Variational Inference Flashcards
The goal of Inference is to learn about latent (unknown) variables trough the posterior. Why is a analytic solution usually not an option?
The marginal integral is usually intractable.
Name some options for posterior inference
MCMC sampling
Laplace approximation
Expectation propagation
Variational inference
What is the main advantage of variational inference?
It is the most scalable method currently known.
What is the main idea behind variational inference?
Approximate the true posterior by defining a family of approximate distrubution q_v and optimizing the variational parameters v.
What is the KL (Kullback Leibler) divergence?
KL(p(x)||q(x)) =
integ p(x) log(p(x)/q(x)) dx =
E[log(p(x)/q(x))]
What is differential entropy?
H[q(x)]= -Eq[log q(x)]
How is the KL divergence often used in variational inference?
Use a KL(q(z) ||p(z|x)) as objective function to minimize
What does Jensens inequality state, and for what function do we often use this inequality?
For concave functions f:
f(E[x]) >= E[f(x)]
This is often used for logarithmes,
log E[x] >= E[log(x)]
What can we do instead of minimizing KL(q(z) || p(z|x))?
We can maximise ELBO (Evidence Lower Bound): Eq[log p(x|z)] - KL(q(z) ||p(z)) = Eq[log p(x,z)] + H[log q(z|v)] = Eq[log p(x,z)] - Eq[log q(z|v)] = Eq[log p(x,z) / q(z|v)]
What is a mean field approximation?
In a mean field approximation q(z|x) is fully factorized, meaning q(z|x) = prod q(z_i). The resulting distribution is with global parameters beta, and local paramters z_i is given by:
q(b, z|v) = q(B | lambda) prod (z_n | phi_n) with
v = [lambda, phi_1, phi_2…., phi_n]
In the mean field approximation the q-factors don’t depend directly on the data. How is the family of q’s connected to the data?
Trought the maximization of ELBO.
What is the algorithm for mean field approximation?
- Initialize parameters randomly
- Update local variational paramters
- Update global variational paramters
- Repeat.
What are the limitations of mean field approximation?
Generally mean field tend to be too compact, need a better class for approximation
Classical mean field approximation has to evaluate all datapoints to update parameters, making it unscaleable to large datasets. How can we leaviate this problem?
Use stochastic variational inference, updating the parameters with a stochastic subset of the data.
How do we maximize the ELBO?
Set q*(z_i) = exp(E{-i}[p(x,z)])
What is a important criterion for using mean field approximation with stochastic (noisy) gradients?
The gradients should be unbiased
What is a problem with maximizing the ELBO?
ELBO is non-convex, we only get local minima.
What is the natural gradient?
Uses one datapoint to compute the gradient of distrubutions with respect to the parameters v, for example the gradient of KL divergence with respect to v.
What are some advantages of the natural gradinet?
- Invariant to parametrization, for example variance vs precission.

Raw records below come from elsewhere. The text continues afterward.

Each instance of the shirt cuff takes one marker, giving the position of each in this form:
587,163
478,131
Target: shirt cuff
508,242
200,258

- Uses only one datapoint.
How do we update the global parameter using noisy gradients?
Use a running mean so:
lambda_t
What happens if we try to use the cavi to do Bayesian logistic regression?
We get a mean that can’t be calculated in closed form.
Why can’t we use monte carlo approximation to calculate the intractable mean when doing inference on logistic regression?
Can’t push gradients trough monte carlo sampling. (We can optimize a lower bound instead, but the lower bound is model spesific).
Why do we have to swap the order of the integraton (for ELBO expecations) and derivation in BBVI ( Black box VI)
The integrals are intractable for non-conjugate models, which makes gradient computation difficult (impossible?).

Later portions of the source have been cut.